Foi uma viagem longa, com 24 horas desde o momento em que saí de casa até chegar no local em que eu ficaria hospedada. O Fuso Horário era ok, de apenas 3 horas para o Brasil, o que não dificultou a adaptação. Tive apenas um dia de treino na pista antes da primeira prova, na terça-feira (9/6), e foi onde senti um desafio grande, de não ter a pista em mente no dia da competição.
De toda forma, ter esse desafio foi importante para me adaptar às condições e possibilidades. Nem tudo vai ser na rotina que estamos acostumados. A pista daquelas que chamamos de Old School (à moda antiga), e que me lembrou muito o início da minha carreira. E eu amo isso, porque para mim é o verdadeiro mountain bike. Prova longa, com voltas longas, competindo por cerca de 1h30.
Na quarta-feira, uma surpresa que atrasou em cerca de 1h15, 1h20 a largada: ursos na pista. E isso para mim foi incrível. Algo que eu nunca havia vivenciado. Me alimentei e hidratei neste período de espera, para largar na Canmore MTB Classic.
Consegui encontrar meu ritmo apenas na terceira volta. Não tinha a pista em mente e o set-up da bike ainda não estava 100% perfeito.
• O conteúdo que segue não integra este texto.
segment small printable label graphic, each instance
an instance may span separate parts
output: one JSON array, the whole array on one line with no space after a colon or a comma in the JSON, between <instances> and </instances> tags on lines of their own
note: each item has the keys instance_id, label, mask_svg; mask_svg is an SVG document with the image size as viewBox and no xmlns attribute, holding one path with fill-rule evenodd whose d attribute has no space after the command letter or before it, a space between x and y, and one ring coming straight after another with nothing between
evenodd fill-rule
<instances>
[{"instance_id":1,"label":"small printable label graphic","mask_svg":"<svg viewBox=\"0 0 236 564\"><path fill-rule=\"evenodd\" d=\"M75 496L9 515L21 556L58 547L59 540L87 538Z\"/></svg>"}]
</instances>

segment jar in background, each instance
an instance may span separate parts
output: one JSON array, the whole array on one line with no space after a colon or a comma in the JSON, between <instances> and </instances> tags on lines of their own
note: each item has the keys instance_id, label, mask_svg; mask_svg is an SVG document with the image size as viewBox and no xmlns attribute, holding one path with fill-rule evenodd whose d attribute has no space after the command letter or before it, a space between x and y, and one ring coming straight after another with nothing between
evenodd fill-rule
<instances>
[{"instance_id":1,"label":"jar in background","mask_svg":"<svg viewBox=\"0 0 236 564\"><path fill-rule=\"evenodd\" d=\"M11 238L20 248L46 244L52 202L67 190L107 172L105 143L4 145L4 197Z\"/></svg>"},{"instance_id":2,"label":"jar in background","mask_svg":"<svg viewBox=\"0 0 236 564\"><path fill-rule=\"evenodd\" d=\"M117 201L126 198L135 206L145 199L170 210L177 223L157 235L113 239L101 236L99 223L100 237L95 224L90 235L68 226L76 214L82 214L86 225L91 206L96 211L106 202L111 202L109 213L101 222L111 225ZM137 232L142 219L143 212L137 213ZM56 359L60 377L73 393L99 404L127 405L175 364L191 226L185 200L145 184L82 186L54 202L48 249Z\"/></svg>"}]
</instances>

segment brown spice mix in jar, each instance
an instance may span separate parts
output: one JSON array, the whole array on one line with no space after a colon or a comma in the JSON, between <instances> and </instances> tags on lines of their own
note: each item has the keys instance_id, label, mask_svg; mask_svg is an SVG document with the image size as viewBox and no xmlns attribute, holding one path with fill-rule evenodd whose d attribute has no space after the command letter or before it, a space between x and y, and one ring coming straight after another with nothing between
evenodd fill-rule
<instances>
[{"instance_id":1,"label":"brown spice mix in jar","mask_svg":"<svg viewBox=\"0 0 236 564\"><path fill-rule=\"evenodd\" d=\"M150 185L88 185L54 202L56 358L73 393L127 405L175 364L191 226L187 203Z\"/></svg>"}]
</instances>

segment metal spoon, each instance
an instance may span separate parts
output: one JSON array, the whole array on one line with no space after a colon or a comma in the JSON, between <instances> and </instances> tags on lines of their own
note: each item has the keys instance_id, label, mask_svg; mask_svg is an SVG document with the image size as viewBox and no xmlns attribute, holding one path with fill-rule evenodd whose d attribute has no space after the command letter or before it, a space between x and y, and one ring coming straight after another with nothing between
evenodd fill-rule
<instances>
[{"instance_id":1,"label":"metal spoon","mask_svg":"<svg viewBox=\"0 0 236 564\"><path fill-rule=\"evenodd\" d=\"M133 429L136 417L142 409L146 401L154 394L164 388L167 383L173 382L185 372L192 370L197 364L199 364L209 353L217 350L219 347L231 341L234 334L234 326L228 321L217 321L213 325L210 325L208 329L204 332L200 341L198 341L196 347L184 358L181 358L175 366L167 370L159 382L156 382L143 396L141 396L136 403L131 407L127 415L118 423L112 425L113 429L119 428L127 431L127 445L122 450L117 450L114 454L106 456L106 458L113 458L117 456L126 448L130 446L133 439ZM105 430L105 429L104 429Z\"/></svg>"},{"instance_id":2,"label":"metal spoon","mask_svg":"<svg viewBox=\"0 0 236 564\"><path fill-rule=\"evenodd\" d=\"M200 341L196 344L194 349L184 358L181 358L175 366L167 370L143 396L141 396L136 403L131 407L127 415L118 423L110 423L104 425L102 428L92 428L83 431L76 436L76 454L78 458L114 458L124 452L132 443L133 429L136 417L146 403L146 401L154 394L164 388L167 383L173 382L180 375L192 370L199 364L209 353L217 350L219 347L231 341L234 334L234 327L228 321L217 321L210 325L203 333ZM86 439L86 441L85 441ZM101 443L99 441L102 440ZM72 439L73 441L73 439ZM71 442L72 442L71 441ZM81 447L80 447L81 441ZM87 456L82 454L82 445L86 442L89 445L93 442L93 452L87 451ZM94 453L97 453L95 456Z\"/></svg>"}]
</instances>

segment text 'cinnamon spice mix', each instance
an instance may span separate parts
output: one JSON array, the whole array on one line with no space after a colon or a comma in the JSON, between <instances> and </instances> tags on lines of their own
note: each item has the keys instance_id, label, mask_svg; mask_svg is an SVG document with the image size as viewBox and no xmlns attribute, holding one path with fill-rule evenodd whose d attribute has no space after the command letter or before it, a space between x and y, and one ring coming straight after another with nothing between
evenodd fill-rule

Abri um pequeno gap e fiz uma prova incrível para garantir essa primeira vitória, contando com o suporte do Gilles, um mecânico profissional aqui do Canadá, que me ajudou com toda a logística entre Calgary e Canmore.
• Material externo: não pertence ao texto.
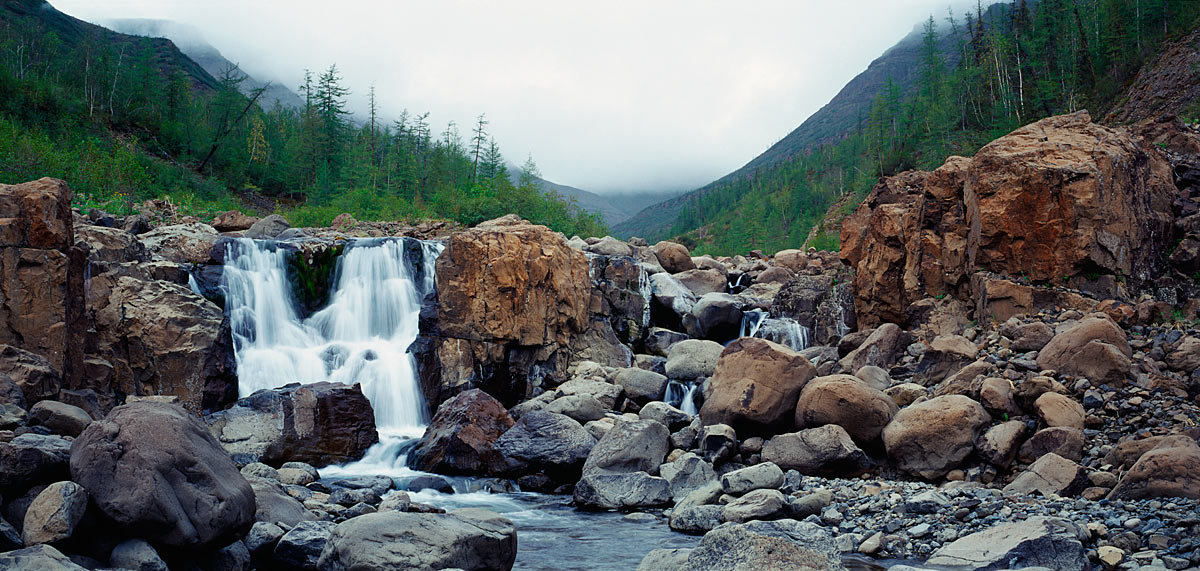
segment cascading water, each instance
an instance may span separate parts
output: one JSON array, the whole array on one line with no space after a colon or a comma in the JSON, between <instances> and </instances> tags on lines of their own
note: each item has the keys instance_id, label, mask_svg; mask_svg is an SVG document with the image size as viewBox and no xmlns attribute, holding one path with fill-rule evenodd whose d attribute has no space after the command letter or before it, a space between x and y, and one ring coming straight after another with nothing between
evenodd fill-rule
<instances>
[{"instance_id":1,"label":"cascading water","mask_svg":"<svg viewBox=\"0 0 1200 571\"><path fill-rule=\"evenodd\" d=\"M405 240L348 245L329 304L307 319L296 311L287 250L245 239L230 244L226 307L241 396L294 382L360 383L381 436L381 449L368 457L397 449L397 438L420 436L425 404L407 351L417 338L421 299L433 289L433 263L442 246L419 244L413 265L406 261Z\"/></svg>"},{"instance_id":2,"label":"cascading water","mask_svg":"<svg viewBox=\"0 0 1200 571\"><path fill-rule=\"evenodd\" d=\"M761 309L751 309L742 313L742 332L741 337L754 337L758 333L758 328L767 319L767 312Z\"/></svg>"},{"instance_id":3,"label":"cascading water","mask_svg":"<svg viewBox=\"0 0 1200 571\"><path fill-rule=\"evenodd\" d=\"M751 309L742 314L742 337L758 337L803 351L811 343L809 328L787 317L768 317L761 309Z\"/></svg>"},{"instance_id":4,"label":"cascading water","mask_svg":"<svg viewBox=\"0 0 1200 571\"><path fill-rule=\"evenodd\" d=\"M674 379L667 382L667 394L664 402L687 413L696 416L696 383L681 383Z\"/></svg>"}]
</instances>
Optei por não correr o XCC (Short Track), por estar saindo de uma gripe e acabei preservando meu corpo, com um treino de qualidade na quinta-feira (11/6).



No sábado, a Continental Series, em um dia lindo e quente. Entrei na pista com todos os ajustes que precisava na minha Cattura Flair. Ajustagem correta dos pneus Pirelli XC RC, e também algo que fez a diferença foi acertar a calibragem da minha suspensão RockShok e do Flight Attendant, e a velocidade que ele trabalhava.
Acertar o ajuste foi algo tão notório, que tive uma fluidez maior. Eu sabia cada curva da pista e assim baixei entre 3 a 4 minutos da prova de sábado para a de quarta-feira e, praticamente, com a mesma potência. O diferencial foi me conectar ao flow da pista.
Extraí o máximo da minha bike Cattura Flair. É super legal competir com uma bike de excelência brasileira. E que chamou muita atenção dos estrangeiros. Consegui obter a máxima performance da bike, que está aprovada também em terras estrangeiras.
Liderei o XCO da Continental Series do início ao fim, puxando sempre o nível para cima, sem me acomodar, e assim garantindo outro triunfo para o Brasil no Canadá. Duas vitórias importantes, que me deixam muito confiante para a sequência que vem pela frente.
Um agradecimento especial ao Governo do Estado de Goiás, por acreditar nos atletas do nosso estado, e também à minha equipe Squadra Oggi, por me proporcionar tudo isso que estou vivendo. Agora, três etapas de Copa do Mundo na Europa (Suíça, Itália e Andorra), com um jet lag de 8 horas. Vamos ver como será a adaptação”.